[excerpt] An ever-increasing body of medical research is coming to the definite conclusion that the quality of your relationships with other people may be the single most important determinant of your health and longevity.
A few years ago, I received a letter from a woman in southern California. She wrote that she and her husband had for many years avidly followed a path of health. Their lifestyle, she believed, had been exemplary. They had practised yoga and meditated and neither of them had let a single bite of anything containing refined sugar pass their lips. They exercised regularly and never took any drugs, not even so much as an aspirin. They had been very happy together, she said, and had believed that by eating healthful foods and undertaking other sound health practices they would never fall ill.
But now she felt bitter, angry and cheated. In his fifties, her husband had developed cancer and died. What was the point, she lamented, of all their health diligence when this could still happen? Despondent and feeling betrayed, she had given up any semblance of health discipline and was stuffing herself with hamburgers, candy and the other unwholesome foods she had forgone for years. She no longer exercised and had gained more than 70 pounds in the three years since her husband’s death. She had developed diabetes and was overwhelmingly depressed.

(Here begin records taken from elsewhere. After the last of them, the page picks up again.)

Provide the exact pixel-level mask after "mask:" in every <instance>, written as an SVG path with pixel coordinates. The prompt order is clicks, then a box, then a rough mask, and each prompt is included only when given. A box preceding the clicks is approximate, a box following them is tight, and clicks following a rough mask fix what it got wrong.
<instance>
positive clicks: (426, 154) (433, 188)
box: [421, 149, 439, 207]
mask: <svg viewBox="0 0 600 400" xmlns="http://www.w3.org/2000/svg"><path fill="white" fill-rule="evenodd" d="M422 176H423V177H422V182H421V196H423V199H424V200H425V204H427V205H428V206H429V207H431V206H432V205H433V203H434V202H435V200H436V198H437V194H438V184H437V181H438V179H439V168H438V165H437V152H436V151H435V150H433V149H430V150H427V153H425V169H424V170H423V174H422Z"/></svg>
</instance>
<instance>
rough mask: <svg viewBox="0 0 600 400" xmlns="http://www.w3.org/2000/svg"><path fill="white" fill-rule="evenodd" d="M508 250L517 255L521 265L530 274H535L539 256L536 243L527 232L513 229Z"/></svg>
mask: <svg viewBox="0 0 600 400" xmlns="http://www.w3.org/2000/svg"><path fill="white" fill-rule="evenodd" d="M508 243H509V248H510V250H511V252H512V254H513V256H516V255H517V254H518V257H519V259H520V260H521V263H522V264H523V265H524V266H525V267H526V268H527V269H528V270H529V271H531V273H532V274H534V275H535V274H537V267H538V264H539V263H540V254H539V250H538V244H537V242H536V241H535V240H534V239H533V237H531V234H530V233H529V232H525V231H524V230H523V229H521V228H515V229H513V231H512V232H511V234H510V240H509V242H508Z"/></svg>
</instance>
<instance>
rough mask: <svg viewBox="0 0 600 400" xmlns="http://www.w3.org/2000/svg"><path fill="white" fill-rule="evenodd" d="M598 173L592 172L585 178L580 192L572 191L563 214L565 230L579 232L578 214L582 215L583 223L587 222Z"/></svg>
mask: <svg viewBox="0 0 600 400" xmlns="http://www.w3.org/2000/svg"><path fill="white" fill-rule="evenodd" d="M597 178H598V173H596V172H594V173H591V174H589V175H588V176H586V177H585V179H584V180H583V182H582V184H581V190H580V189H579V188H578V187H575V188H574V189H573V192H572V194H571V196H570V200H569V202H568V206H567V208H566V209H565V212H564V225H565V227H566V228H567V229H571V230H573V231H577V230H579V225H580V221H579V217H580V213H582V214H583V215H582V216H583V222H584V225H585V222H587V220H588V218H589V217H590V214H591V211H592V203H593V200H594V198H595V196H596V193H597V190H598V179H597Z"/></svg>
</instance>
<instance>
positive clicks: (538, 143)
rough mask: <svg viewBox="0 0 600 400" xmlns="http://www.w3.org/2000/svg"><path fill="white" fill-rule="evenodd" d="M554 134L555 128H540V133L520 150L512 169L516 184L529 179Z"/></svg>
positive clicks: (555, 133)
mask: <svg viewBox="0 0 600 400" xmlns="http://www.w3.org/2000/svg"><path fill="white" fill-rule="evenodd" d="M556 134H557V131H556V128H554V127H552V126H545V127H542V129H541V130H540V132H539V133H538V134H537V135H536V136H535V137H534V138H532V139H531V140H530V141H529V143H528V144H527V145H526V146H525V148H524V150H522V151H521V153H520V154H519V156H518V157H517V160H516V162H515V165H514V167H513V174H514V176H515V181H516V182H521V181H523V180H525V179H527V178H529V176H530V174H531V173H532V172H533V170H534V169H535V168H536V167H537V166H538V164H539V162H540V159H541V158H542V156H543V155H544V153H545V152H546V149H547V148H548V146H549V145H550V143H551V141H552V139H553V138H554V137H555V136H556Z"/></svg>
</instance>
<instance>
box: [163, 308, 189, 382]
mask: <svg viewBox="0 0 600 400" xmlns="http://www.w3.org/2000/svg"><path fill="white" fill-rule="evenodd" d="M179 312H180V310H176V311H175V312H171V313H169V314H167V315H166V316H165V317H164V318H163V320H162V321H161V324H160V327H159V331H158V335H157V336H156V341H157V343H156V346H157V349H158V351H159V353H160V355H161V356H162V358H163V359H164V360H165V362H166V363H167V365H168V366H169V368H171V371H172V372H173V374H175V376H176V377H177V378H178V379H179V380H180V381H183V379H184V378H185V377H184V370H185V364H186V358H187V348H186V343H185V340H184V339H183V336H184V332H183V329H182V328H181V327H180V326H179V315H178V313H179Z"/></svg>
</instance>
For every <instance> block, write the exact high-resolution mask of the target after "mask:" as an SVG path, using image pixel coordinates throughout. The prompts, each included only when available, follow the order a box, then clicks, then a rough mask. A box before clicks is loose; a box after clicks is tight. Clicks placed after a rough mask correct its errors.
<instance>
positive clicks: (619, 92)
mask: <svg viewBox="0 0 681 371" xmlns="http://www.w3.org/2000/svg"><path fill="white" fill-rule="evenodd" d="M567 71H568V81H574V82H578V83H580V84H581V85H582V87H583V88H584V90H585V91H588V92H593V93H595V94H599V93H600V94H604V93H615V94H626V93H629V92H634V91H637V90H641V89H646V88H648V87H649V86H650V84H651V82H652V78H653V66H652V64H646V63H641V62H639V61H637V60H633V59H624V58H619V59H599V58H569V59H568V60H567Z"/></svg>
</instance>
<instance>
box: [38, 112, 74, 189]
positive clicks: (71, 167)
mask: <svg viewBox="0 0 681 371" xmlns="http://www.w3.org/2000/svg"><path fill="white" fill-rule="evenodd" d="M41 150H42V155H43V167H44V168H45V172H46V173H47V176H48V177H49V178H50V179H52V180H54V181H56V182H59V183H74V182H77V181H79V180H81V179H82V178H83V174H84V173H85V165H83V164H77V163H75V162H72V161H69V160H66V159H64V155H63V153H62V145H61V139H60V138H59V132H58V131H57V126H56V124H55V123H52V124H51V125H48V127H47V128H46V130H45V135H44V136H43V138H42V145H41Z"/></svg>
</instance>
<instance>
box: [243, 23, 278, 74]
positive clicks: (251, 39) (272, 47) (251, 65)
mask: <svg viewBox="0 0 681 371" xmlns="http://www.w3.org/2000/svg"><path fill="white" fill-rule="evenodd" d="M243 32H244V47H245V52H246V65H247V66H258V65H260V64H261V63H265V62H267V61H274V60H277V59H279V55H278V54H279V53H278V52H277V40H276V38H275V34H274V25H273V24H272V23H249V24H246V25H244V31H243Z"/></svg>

Reading this woman’s letter, I felt sorrow. I felt sad for her loss of her husband, and sad for how depressed, despondent and bitter she had become. And I felt sad, too, that she and her husband had held the misguided belief that their diet and lifestyle could guarantee them everlasting health. There is something innocent and childlike about believing that if you eat only healthful foods and exercise enough, you will never become ill.
There is a part of all of us that would like to be able to follow some magic rule or obey some infallible authority and thereby be guaranteed freedom from all suffering. But life just doesn’t work that way. Life is far more unpredictable and far more mysterious.
I’ve known raw food aficionados who believe that all cooked food is unhealthful and who, when they become ill, blame it on the one piece of cooked food they’ve recently eaten. I’ve known zealous Atkins adherents who demonize carbs and then agonize because in a lapse of willpower they ate a baked potato. I’ve known people who believe that if they eat only pure food and take thousands of dollars worth of supplements, they will live indefinitely.
A good diet and exercise regimen is important and living healthfully can make a tremendous difference. But there are many other factors in our lives that also have great influence over our health. Someone may die of a skin cancer at age 50 that began as the result of a teenage sunburn. Some cancers, particularly breast, uterine, ovaria, and prostate cancers start in the womb, engendered in part by the food our mothers ate and the chemicals in their environments.
We live in a world that is becoming increasingly toxic and polluted. There are many environmental exposures over which we have no control. Some diseases occur whose origins are complete mysteries, descending on people seemingly out of the blue, no matter what their lifestyle. Others develop that are intimately linked to social factors such as poverty and dangerous working conditions. There are powerful forces in our world that are undermining relationships, forcing people to work insane hours and poisoning our air and water.